Dave Rowland is a total gentleman as well as being an extremely knowledgeable flyer too, and I know he (like most of us) would be happy to talk about Concorde until the cows come home.

ChristiaanJ
Aghhhh The dreaded AICU. I'd almost forgotten the innards, as you say the motherboard wiring was a total nightmare (good piece of knitting I seem to remember). As far as the 'secret' bit of the AICU, I think we all know that is a little bit of Concorde mythology, more science museum than secret really. Around ten years ago we had some fairly substantial modifications done to the units, due to component obsolescence. (I seem to remember that some of the components concerned were not only out of production, but only a few hundred examples existed worldwide}. I do remember that the power supply board, resolver demodulator boards as well as a couple of others were replaced with new ones using modern components. The modification did do wonders for component reliability.
The PROM board that you have the photo of reminds me of a really amusing anecdote, told to me by Dr Ted Talbot a while ago. Now Ted is one of the true fathers of the Concorde air intake, an absolute genius as well as being a really pleasant gentleman indeed. I'm pleased to say that when I met him a few months ago, he was still as sharp as ever in his advancing years.

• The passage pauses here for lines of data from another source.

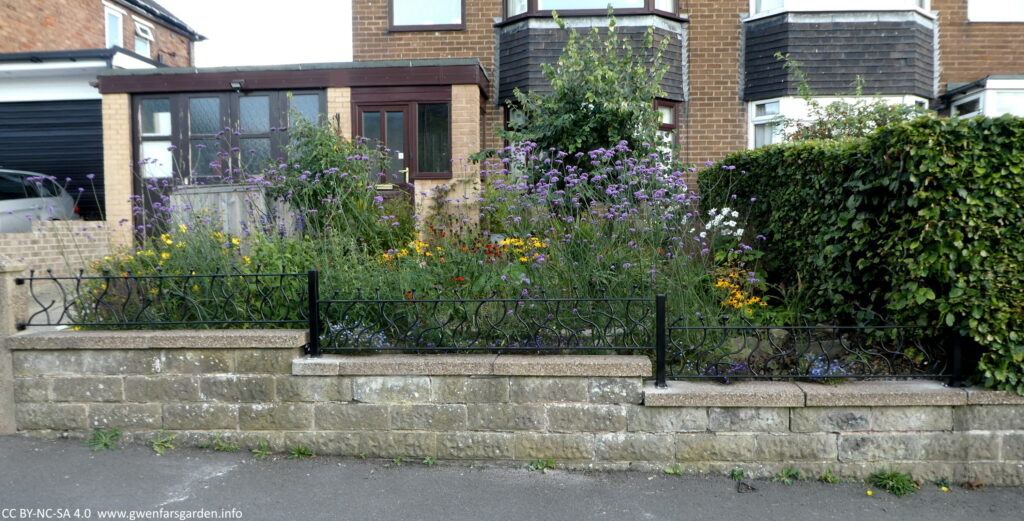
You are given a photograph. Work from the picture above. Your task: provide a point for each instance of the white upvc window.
(764, 125)
(759, 7)
(115, 24)
(143, 37)
(994, 10)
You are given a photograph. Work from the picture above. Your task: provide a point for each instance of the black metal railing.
(132, 301)
(526, 324)
(687, 347)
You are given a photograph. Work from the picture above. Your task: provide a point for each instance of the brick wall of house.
(972, 50)
(715, 119)
(64, 247)
(67, 25)
(371, 40)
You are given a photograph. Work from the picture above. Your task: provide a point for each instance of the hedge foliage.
(922, 222)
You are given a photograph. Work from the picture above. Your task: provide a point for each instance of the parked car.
(26, 197)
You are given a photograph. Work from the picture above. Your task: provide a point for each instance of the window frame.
(411, 98)
(754, 121)
(181, 136)
(392, 28)
(534, 10)
(110, 10)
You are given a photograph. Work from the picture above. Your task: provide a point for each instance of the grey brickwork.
(591, 420)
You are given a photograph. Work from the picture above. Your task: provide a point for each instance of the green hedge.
(922, 222)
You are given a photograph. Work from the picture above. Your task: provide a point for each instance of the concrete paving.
(64, 474)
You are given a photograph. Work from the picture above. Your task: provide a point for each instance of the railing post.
(312, 294)
(660, 331)
(956, 361)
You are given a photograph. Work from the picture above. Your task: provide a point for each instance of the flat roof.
(395, 73)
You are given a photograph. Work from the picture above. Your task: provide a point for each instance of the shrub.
(602, 92)
(920, 222)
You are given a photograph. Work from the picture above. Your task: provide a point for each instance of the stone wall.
(583, 411)
(64, 247)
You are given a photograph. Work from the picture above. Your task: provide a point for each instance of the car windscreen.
(16, 186)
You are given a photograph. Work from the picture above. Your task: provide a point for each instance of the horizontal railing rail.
(687, 347)
(131, 301)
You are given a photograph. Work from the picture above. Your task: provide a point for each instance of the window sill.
(426, 29)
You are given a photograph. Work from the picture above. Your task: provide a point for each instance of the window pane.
(1009, 102)
(668, 115)
(157, 158)
(255, 154)
(254, 115)
(426, 12)
(514, 7)
(204, 115)
(770, 109)
(589, 4)
(666, 5)
(156, 117)
(372, 125)
(114, 30)
(434, 139)
(13, 186)
(766, 133)
(396, 143)
(968, 106)
(305, 106)
(142, 46)
(204, 152)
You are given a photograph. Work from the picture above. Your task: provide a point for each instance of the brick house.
(430, 80)
(50, 54)
(724, 84)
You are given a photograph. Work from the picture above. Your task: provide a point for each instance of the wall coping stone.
(474, 364)
(883, 393)
(715, 394)
(979, 396)
(172, 339)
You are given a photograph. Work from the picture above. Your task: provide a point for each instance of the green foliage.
(898, 483)
(163, 442)
(786, 476)
(842, 119)
(602, 92)
(300, 452)
(103, 440)
(542, 465)
(262, 450)
(920, 222)
(828, 477)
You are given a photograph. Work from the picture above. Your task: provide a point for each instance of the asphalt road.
(64, 476)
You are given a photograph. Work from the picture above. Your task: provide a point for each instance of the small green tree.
(602, 93)
(842, 119)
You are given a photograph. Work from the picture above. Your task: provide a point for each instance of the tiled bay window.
(208, 136)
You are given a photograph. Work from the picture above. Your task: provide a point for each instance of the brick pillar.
(12, 306)
(118, 171)
(465, 183)
(339, 103)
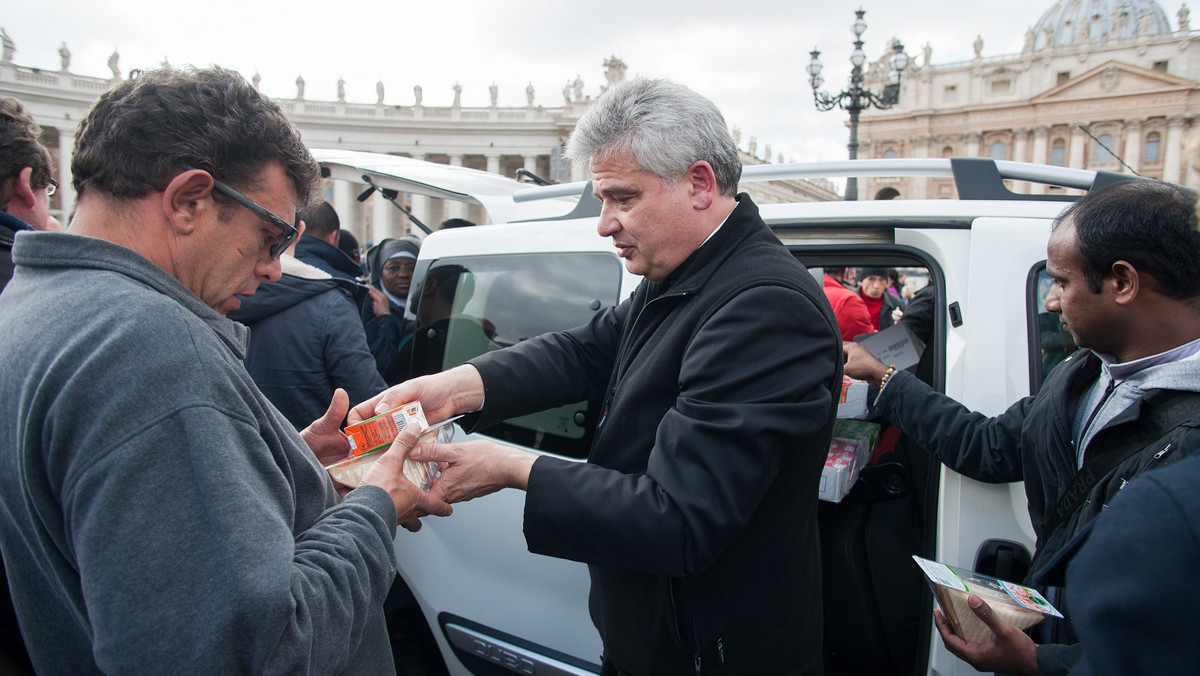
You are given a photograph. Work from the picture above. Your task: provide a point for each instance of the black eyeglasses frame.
(291, 232)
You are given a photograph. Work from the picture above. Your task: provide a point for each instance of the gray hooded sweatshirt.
(157, 514)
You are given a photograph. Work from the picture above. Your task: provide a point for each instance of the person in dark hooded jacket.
(318, 245)
(306, 340)
(390, 265)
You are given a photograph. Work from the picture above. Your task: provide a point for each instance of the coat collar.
(699, 268)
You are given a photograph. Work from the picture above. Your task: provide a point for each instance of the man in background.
(306, 340)
(318, 245)
(853, 318)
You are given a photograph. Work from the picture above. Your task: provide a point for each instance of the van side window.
(1049, 344)
(471, 305)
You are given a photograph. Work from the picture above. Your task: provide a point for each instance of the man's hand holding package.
(324, 435)
(473, 470)
(442, 395)
(411, 502)
(1008, 650)
(862, 365)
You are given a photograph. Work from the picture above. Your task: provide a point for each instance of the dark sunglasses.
(289, 232)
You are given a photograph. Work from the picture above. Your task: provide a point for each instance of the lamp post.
(857, 99)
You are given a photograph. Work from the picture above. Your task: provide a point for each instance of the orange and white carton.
(371, 437)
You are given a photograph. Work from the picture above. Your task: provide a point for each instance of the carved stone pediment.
(1114, 78)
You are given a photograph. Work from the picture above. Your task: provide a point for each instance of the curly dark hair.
(19, 145)
(147, 130)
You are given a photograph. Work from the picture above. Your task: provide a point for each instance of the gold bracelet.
(887, 375)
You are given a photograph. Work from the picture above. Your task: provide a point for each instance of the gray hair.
(665, 126)
(143, 132)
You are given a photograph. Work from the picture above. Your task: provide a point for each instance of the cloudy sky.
(749, 55)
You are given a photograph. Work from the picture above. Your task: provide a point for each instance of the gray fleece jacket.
(157, 514)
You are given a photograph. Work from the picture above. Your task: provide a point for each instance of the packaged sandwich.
(1019, 605)
(372, 437)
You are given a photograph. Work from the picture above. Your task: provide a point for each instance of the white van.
(539, 265)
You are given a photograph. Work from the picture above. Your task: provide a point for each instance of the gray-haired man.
(696, 510)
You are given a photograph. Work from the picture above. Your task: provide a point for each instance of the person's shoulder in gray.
(1133, 582)
(1126, 267)
(156, 508)
(306, 341)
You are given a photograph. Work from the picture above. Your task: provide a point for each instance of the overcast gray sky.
(748, 55)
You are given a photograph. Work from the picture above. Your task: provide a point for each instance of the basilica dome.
(1078, 22)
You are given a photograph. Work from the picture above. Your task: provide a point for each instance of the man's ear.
(1126, 282)
(703, 184)
(22, 190)
(187, 198)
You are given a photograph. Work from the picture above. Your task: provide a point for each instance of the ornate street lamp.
(856, 99)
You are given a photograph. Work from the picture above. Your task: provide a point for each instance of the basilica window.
(1059, 153)
(1101, 153)
(1151, 149)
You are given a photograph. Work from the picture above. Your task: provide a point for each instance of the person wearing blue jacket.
(306, 340)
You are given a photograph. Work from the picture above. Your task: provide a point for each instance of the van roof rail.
(976, 178)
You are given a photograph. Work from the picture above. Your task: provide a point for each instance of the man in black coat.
(1126, 269)
(696, 510)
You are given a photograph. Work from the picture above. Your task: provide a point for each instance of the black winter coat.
(696, 510)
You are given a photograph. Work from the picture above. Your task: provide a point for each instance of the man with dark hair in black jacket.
(1126, 269)
(318, 245)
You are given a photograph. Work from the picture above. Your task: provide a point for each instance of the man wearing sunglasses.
(156, 510)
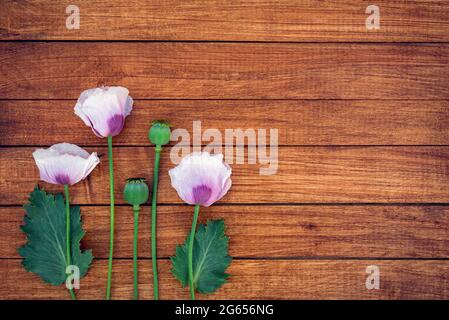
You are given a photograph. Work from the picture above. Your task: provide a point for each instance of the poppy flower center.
(62, 179)
(201, 194)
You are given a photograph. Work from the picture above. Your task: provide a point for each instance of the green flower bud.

The story goes like this: Much of the Concorde intake development trials were flown out of Tangiers and Casablanca, where cold stratospheric temperatures would be guaranteed. Software changes as a result of the flight trials had to be done in there and 'the field'. The way that you made programmed the PROMS was by 'burning' each individual logic gate with a 9v battery. It was highly specialised, as well as extremely tedious work indeed, as we can all well imagine. Anyway, in while he was in Tangiers with aircraft G-AXDN, Ted had arranged for a rather lovely looking lady to be flown out to do his ROM programming. The HS 125 from Filton landed at Tangiers and taxied in and parked next to Concorde, and all the flight test people were waiting on the tarmac. The door of the 125 opened and out stepped this really leggy lady. 'who's the bint then ?' pipes up a really gritty airframe fitter, in a really broad Bristol accent. Without giving it a thought, Ted chirps 'she's come to blow my proms'. The little fitter grunts, glares at Ted and comes out with 'typical office staff, you get all the ***ing perks'.